В сильнейшем беспокойстве я спустилась вниз и тут была поражена известием, что машина, в которой сидела Татьяна Борисовна, оборвалась почти с самой высоты и грохнулась о каменный пол с такой силой, что пол треснул. Крыша, канаты, крюки – все попадало и наполнило собой внутренность лифта. В первую минуту догадались о присутствии в лифте Татьяны Борисовны лишь по горностаевой ее мантилье, выглядывавшей из-под обломков. Все это произошло быстро в то время, пока я взбиралась по лестнице. Когда я вошла к Татьяне Борисовне, то увидала ее, лежавшую в одной из нижних комнат, окруженную докторами и приближенными ее, которым поспешили дать знать. Кости не были переломаны, но на всем теле были ушибы и контузии, и главную и серьезную опасность, при слабости ее сердца, представляло общее сотрясение. Она должна была оставаться около двух месяцев во дворце, прежде чем оказалось возможным перевезти ее в собственный дом. Мы ездили каждый день к нашей милой и любимой тете и дежурили у нее, чтобы принимать и давать сведения всем многочисленным посетителям, приезжавшим справляться о ее здоровье. К весне она более или менее оправилась и даже уехала на лето в свое любимое имение Святые Горы, совершив это путешествие с крайним утомлением. В последний раз пришлось ей видеть это имение с восстановленным ею монастырем. Ужасное падение не убило ее разом, но сократило ее жизнь и отняло силы. Она принуждена была отказаться от своей обширной благотворительной деятельности, и весной 1869 года мы с горем оплакивали ее кончину.

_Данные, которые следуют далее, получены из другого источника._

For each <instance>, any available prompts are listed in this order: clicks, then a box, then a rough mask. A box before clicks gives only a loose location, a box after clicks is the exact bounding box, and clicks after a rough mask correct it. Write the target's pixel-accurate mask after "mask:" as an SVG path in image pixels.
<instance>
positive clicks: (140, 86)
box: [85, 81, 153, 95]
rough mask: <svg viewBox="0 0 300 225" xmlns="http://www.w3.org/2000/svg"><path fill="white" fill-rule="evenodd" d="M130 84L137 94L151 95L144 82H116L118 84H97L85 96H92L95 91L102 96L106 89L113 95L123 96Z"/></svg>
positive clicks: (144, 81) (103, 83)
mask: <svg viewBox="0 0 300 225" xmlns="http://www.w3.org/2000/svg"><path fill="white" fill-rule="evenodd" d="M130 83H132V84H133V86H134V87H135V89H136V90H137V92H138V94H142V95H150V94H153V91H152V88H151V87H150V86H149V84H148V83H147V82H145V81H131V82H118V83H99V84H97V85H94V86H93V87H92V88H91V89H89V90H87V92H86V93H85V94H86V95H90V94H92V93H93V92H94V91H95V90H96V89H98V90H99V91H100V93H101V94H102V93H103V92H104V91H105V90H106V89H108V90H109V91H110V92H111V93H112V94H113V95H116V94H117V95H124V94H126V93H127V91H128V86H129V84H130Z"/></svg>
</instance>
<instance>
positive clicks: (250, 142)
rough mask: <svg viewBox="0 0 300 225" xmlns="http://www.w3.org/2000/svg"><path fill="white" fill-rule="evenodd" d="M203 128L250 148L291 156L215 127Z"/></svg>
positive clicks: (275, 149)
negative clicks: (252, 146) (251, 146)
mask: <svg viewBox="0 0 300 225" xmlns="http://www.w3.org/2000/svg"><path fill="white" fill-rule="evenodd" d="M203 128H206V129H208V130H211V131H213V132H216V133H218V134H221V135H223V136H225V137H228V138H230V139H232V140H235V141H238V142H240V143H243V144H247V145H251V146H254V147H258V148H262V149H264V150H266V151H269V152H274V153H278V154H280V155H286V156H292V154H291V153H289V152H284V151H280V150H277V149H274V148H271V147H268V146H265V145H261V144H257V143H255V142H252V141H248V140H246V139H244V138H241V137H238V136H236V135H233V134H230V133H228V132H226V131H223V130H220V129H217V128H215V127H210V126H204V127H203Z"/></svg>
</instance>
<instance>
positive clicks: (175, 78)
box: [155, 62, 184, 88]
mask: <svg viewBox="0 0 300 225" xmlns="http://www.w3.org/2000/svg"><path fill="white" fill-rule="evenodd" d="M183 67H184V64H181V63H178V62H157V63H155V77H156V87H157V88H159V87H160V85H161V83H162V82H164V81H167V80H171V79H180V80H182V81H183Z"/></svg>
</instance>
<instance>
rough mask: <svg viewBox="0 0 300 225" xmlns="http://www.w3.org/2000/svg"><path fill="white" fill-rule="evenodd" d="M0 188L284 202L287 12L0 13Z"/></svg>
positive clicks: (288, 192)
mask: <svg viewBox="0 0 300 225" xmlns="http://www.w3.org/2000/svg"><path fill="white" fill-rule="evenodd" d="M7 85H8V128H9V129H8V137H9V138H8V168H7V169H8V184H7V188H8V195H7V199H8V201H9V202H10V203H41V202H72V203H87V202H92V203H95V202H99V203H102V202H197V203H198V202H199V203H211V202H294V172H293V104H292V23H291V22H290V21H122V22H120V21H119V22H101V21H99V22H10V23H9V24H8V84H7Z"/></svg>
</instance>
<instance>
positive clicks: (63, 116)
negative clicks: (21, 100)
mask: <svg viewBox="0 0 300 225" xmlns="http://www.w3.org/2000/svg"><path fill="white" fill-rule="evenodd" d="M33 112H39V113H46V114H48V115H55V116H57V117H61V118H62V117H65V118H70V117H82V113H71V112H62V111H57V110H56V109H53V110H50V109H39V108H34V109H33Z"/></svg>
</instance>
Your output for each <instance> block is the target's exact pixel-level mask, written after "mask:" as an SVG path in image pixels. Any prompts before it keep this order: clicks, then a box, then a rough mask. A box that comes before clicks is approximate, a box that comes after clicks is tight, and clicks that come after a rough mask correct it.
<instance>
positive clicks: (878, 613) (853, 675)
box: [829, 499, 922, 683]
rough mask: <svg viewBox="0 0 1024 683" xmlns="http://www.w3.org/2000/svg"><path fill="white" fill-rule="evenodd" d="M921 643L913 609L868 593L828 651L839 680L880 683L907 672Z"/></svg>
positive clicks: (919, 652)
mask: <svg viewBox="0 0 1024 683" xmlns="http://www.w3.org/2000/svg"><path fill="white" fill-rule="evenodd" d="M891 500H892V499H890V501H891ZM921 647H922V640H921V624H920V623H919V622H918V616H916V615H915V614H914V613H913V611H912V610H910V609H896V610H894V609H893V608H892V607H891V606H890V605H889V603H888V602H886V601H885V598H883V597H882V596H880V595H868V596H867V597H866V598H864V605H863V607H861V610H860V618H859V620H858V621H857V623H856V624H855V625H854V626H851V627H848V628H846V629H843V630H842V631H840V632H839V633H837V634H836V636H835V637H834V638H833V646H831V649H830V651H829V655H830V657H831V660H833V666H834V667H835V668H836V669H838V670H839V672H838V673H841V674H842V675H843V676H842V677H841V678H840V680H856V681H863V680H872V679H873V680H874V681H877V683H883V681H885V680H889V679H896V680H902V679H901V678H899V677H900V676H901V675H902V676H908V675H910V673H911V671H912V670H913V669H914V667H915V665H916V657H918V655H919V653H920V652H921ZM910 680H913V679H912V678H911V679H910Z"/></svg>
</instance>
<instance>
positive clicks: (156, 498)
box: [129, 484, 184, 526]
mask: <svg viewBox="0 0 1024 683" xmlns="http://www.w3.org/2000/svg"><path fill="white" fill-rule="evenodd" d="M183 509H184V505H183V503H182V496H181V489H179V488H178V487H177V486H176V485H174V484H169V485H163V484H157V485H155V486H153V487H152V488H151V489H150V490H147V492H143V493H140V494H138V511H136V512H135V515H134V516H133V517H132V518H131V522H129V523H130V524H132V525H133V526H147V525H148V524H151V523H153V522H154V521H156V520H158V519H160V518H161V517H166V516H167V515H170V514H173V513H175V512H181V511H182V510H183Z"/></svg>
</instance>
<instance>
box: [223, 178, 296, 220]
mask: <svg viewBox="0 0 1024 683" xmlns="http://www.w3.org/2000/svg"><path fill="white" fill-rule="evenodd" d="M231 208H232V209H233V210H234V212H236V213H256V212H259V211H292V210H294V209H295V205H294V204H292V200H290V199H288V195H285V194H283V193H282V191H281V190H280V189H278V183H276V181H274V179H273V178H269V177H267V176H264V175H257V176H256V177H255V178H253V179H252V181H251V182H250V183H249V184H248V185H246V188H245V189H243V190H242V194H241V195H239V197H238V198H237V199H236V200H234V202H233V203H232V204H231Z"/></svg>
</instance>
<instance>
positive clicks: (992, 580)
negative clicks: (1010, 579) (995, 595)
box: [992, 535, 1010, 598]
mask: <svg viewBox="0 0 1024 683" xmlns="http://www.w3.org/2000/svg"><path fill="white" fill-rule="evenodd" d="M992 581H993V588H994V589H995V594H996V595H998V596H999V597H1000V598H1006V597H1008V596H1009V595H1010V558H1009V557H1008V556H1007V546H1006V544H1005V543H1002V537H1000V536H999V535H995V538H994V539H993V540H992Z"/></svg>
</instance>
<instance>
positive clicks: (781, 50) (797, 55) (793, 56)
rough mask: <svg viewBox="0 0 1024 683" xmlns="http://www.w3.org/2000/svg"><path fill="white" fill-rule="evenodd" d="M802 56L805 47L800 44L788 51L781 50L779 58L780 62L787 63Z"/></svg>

Зима прошла мирно и спокойно. Я не выезжала в свет, так как ожидала к весне рождения нового младенца и была поглощена моим настоящим ребенком и мыслью о будущем. К последнему чувству примешивался страх за себя, навеянный осложнениями моих первых родов, и идея смерти представлялась мне как близкая возможность. Поэтому, продолжая заниматься живописью с великой княгиней Екатериной Михайловной (но теперь уже в Эрмитаже, где у нас была отдельная мастерская), я торопилась окончить копию с картины Sirani, с которой я составляла образ для моего милого рождественского ребенка в натуральную его при рождении величину. Оригинал изображал Христа-младенца как победителя смерти с крестом около него и черепом смерти под ногами619. Желая выразить мысль «Слава в вышних Богу и на земле мир»620, как более подходящую к настоящему случаю, я заменила крест оливковыми ветвями и под ногами, вместо черепа, написала земной шар в облаках и сделала золотой фон, чтобы придать картине характер образа. Я хотела оставить ему этот памятник обо мне в случае моей смерти, но, увы, не ему суждено было пережить меня.